49. Tidak Diduga

49 7 0
                                    

49. Tidak Diduga

Bagaimana bisa seseorang pria sebegitu berani meminta nomor handphone miliknya? Bahkan, mereka hanya baru bertemu dua kali, itu hanya berupa pertemuan singkat tanpa percakapan yang jelas maksudnya. Sekeras apa pun Freya menyebut pria itu aneh, tetap saja ia memberikan ID LINE yang biasa ia pakai. Bersaranglah bunyi pesan singkat yang dikirim oleh Kak Adit tatkala malam menjemput. Bergulung seketika handphone Freya di atas ranjang karena takut melihat isi pesan itu.

Entah apa yang ditakutkan oleh Freya. Pria itu hanya mengucapkan kata 'selamat malam', tetapi Freya malu sekali. Baru kal ini ada seseorang pria ingin berkenalan dengannya lalu mengirimkan pesan chat kepadanya. Mungkin saja karena Freya tidak terlalu terbiasa dengan situasi ini. Oleh karena itu, Freya menghubungi Lani untuk bercerita.

“Gue dimintain ID LINE sama senior!” tegas Freya di balik sambungan panggilan.

“Senior yang mana?” tanya Lani.

“Kak Adit ... itu loh senior galak yang dulu. Malam ini dia nge-chat gue!”

“Ih ... lebay banget sih lo! Ya sudah, balas aja sana chat dia. Malah ngadu sama gue,” balas Lani dengan kesal.

“Gue harus ngapain, nih? Kayanya gue lagi dideketin, deh.”

“Freya ... enggak dideketin lo ngeluh. Sekarang giliran ada cowok ganteng yang ngedeketin, lo malah ngeluh.

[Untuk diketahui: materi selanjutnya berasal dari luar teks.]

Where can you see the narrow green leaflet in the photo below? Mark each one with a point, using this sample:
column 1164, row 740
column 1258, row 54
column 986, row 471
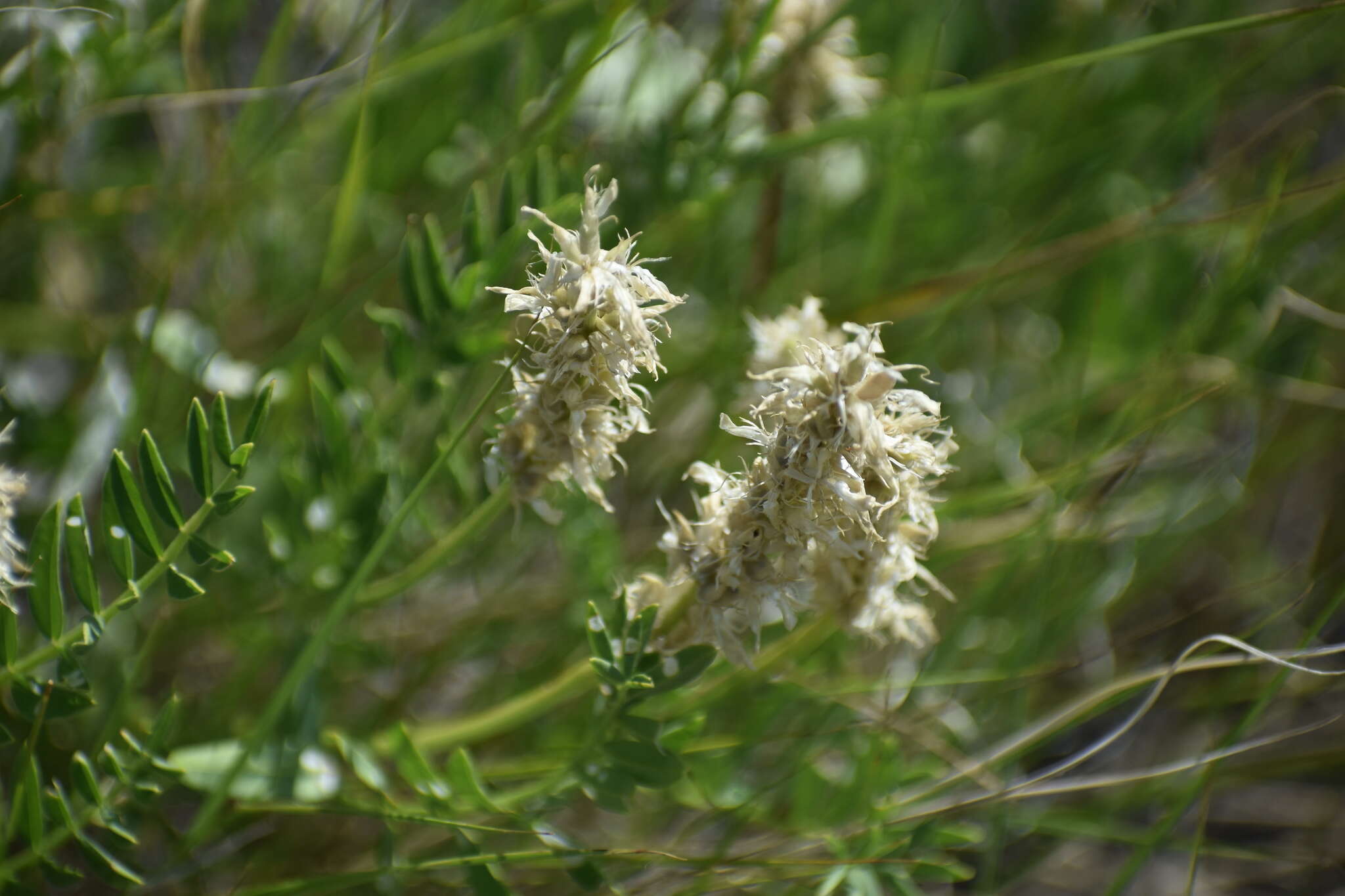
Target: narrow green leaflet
column 600, row 644
column 9, row 636
column 183, row 587
column 104, row 861
column 260, row 414
column 219, row 431
column 467, row 782
column 209, row 555
column 116, row 538
column 440, row 278
column 45, row 595
column 238, row 459
column 131, row 507
column 85, row 778
column 198, row 449
column 475, row 226
column 409, row 265
column 62, row 700
column 414, row 769
column 79, row 555
column 163, row 499
column 32, row 800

Mau lo apa, sih?” Lani diam sesaat.

Karena merasa tidak ada jawaban dari Freya, ia pun kembali berbicara.

“Lo balas aja itu cowok biar dia ngerasa dihargai. Lihat aja ke depannya bagaimana. Kalau lo nyaman sama dia, ya sudah ... lo terima aja.”

“Tapi kan gue suka Raka, bukan Kak Adit!”

“Ya itu terserah lo. Bawel banget!”

Bunyi dengung panjang berbunyi tatkala Lani mematikan sambungan panggilan secara sepihak. Ia sering dibuat kesal oleh Freya karena mengadu kepada hal yang tidak mesti ditakutkan. Padahal, ia turut senang ada yang mendekati Freya. Pikinya, tidak mungkin seorang pria meminta kontak seperti itu jika tidak bermaksud untuk mendekati. Dirinya pun juga pernah beberapa kali mengalami hal tersebut.

Kebingungan itu pun Freya lawan dengan membaca pesan dari Adit. Dengan tangan bergetar, ia ketikkan pesan balasan untuk dikirimkan segera. Baru saja balasan selamat malam itu terkirim, terdapat tanda centang jika Kak Adit sudah membaca pesannya, bahkan tanpa jeda sedikit pun. Hal itu pertanda Adit benar-benar menunggu pesan balasan dari Freya.

Pesan saling berbalas mengenai pertanyaan satu sama lain. Freya yang tidak terbiasa melakukan chat dengan seorang pria, dirinya hanya mengikuti alur yang dibawakan oleh Adit. Apa yang ditanya oleh Adit, itu pula yang ditanya balik. Namun, dari sanalah dirinya mendapatkan sedikit informasi mengenai apa yang sedang dilakukan oleh Adit dan apa yang ia sukai. Perkenalan dari pesan LINE itu berakhir dengan ucapan 'selamat istirahat' dari Adit.

Iya, Kak. Kakak juga jangan lupa istirahat, ketik Freya dengan jemarinya.

Memicing mata Freya tatkala melakukan hal tersebut. Rasanya, ia bukan menjadi dirinya sendiri. Tidak mungkin bagi Freya membalas pesan seperti itu. Bahkan, dengan Raka yang ia sukai tidak pernah berbalas pesan layaknya ia dan Kak Adit saat ini.
Terdengar suara ketukan dari pintu kamar Freya. Sigap Freya bangkit dari ranjangnya untuk menyambut Mama yang masuk.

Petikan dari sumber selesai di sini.